The license is available online at <license_url>.
- Documentation: <documentation_url>
- Data Visualization UI: <some_other_url>
- <file_name_with_hyperlink>: <file_description>
- <file_name_with_hyperlink>: <file_description>
- <file_name_with_hyperlink>: <file_description_if_not_obvious_from_name>
- <file_name_with_hyperlink>: <file_description_if_not_obvious_from_name>
- <file_name_with_hyperlink>: <file_description_if_not_obvious_from_name>
- <file_name_with_hyperlink>: <file_description_if_not_obvious_from_name>
- <file_name_with_hyperlink>: <file_description_if_not_obvious_from_name>
- <file_name_with_hyperlink>: <file_description_if_not_obvious_from_name>
- <file_name_with_hyperlink>: <file_description>
- <file_name_with_hyperlink>: <file_description>
Include any import related notes here. Here's an example:
New starting 2020-06-25, two new columns were added:
- abc
- def
These two variables have not been integrated into the import yet.
For this section, imagine walking someone through the procedure of regenerating all artifacts in sequential order.
Include any steps, checks, and scripts you used to validate the source data. If you perform checks inside the processing script, simply make a note here. Here is an example of what someone might have done while getting familiar with and validating the source data:
Manual validation:
- Examined the raw CSV and did not find identify any ill-formed values.
- Plotted a few columns using matplotlib for visual inspection.
python3 plot_samples.py
Automated validation:
- In the processing script (next section), there is an assert to check that all expected columns exist in the CSV.
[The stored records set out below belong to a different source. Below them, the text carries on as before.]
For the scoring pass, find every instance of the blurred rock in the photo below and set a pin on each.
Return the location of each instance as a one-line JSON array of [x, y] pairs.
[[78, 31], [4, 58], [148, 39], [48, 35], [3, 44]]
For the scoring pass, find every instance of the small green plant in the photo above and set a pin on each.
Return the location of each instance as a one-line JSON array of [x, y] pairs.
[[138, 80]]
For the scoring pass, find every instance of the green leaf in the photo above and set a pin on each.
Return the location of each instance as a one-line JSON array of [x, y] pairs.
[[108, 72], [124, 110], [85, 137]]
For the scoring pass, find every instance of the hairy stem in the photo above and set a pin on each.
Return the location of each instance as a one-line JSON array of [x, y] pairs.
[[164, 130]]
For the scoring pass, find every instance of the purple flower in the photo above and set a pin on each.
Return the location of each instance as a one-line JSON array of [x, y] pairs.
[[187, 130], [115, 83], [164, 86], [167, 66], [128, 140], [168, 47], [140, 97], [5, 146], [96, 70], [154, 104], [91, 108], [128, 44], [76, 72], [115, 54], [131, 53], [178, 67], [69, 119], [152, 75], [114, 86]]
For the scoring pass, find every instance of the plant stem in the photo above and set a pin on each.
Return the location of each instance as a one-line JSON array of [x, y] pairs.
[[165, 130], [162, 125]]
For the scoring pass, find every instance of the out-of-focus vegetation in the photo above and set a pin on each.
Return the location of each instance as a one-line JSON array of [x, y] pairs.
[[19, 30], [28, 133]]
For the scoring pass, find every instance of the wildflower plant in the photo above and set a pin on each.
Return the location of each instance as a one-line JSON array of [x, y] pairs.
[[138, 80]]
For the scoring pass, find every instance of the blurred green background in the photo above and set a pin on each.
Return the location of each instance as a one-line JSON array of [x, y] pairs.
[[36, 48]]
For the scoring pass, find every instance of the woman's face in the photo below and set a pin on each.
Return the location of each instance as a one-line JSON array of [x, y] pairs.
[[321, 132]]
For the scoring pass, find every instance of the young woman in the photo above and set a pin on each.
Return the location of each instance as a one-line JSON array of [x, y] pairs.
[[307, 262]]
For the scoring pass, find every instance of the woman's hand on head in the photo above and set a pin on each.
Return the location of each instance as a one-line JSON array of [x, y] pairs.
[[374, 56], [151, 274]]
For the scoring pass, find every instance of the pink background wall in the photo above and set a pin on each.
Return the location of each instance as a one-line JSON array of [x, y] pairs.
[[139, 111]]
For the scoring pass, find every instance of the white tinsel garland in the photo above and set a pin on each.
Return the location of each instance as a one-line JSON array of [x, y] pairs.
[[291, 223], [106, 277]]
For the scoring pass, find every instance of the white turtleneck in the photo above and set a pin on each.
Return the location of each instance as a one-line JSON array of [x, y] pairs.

Include any commands for running your scripts. This is especially relevant if your code relies on command line options. Also note that you may have kept the data download and cleaning in separate scripts. Here's an example:
statvar_filename.mcf
was handwritten.
To generate template_filename.tmcf
and data_filename.csv
, run:
python3 process_csv.py
To run the test file process_csv_test.py
, run:
python3 -m unittest process_csv_test
While writing script tests help make sure processing outputs are as expected, also describe any steps, checks, and scripts you used to validate the resulting artifacts. Here is an example of what someone might have done to validate the artifacts.
- Wrote and ran csv_template_mcf_compatibility_checker.py to validate that the resulting CSV and Template MCF artifacts are compatible.